Aktuelle Veranstaltungen

Sie befinden sich hier: Info - Aktuell / Vom 7. Quartiersratskongress 2015
Dienstag, 12.05.2015

Vom 7. Quartiersratskongress 2015

An Freitag, den 24. April 2015 wurde im Berliner Abgeordnetenhaus zum siebten Mal der Quartiersrätekongress durchgeführt, um den Berliner Quartiersräten für ihren Einsatz zu danken. In diesem Jahr standen neben der "klassischen" Quartiersarbeit auch Themen wie Mieten/Wohnen sowie Verstetigung der Quartiere unter dem Motto "Heute auf morgen vorbereiten -  im Kiez" auf der Agenda. 

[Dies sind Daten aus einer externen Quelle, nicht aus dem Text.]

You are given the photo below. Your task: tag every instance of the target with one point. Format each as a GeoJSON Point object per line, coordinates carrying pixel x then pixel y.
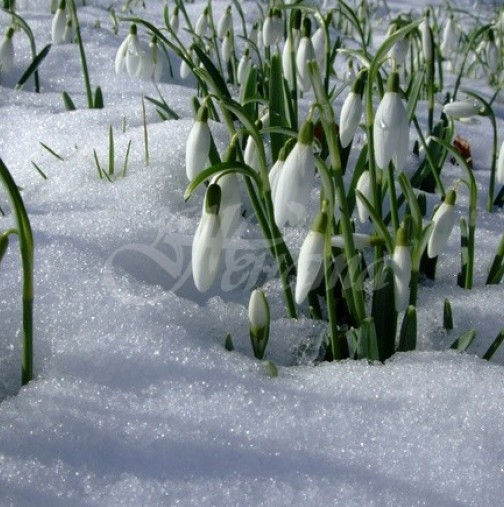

Die Gesichter des Engagements in den Berliner Kiezen sind vielfältig und doch verbindet sie eine gemeinsame Sache: durch den intensiven Einsatz der Quartiersräte ist das gemeinsame Miteinander in den Quartiersmanagement-Gebieten stetig stabilisiert worden, sie haben viel mit gestaltet. Ohne ihre tatkräftige Mithilfe wären die Berliner Quartiere um viele soziokulturelle Aspekte und bauliche Verbesserungen ärmer.

Das Berliner Abgeordnetenhaus
Tiergarten Süd ist auch dabei!
Senator Geisel begrüßt die Gäste
QM-Teams im Gespräch
Der Plenarsaal ist gut gefüllt.
"Der Kongress tanzt"

Ralf Wieland, Präsident des Abgeordnetenhauses von Berlin, begrüßte die rund 500 Gäste, Quartiersräte und QM-Teams nahezu aller Berliner Quartiere. Senator Geisel machte in seiner Rede deutlich, dass die Investitionen durch das Programm Soziale Stadt auf fruchtbaren Boden gestoßen sind und somit viel Stabilität in die Berliner Kieze gebracht haben. Er sicherte weitere Unterstützung für die kommenden Jahre zu; allerdings müsse diese gerecht auch auf künftige Bedarfe zugeschnitten werden. So würden Stadtquartiere, die bislang im Sozialmonitoring noch keine Relevanz hatten, nun aber verstärkt in den Vordergrund treten, künftig auch der Förderung bedürfen. Um dieser Tatsache gerecht zu werden, sei es notwendig, dass in Gebieten, die sich in den letzten Jahren stabilisiert haben, auch langjährige QM-Standorte in die Verstetigung gingen. Außerdem wies er auf die dringende Notwenigkeit hin, den Wohnungsbau sowie sozial verträgliche Mieten, erheblich in den Vordergrund zu stellen. Da Berlin einen großen Zuzug von neuen Anwohnern zu verkraften habe, habe dies in den kommenden Jahren Vorrang. 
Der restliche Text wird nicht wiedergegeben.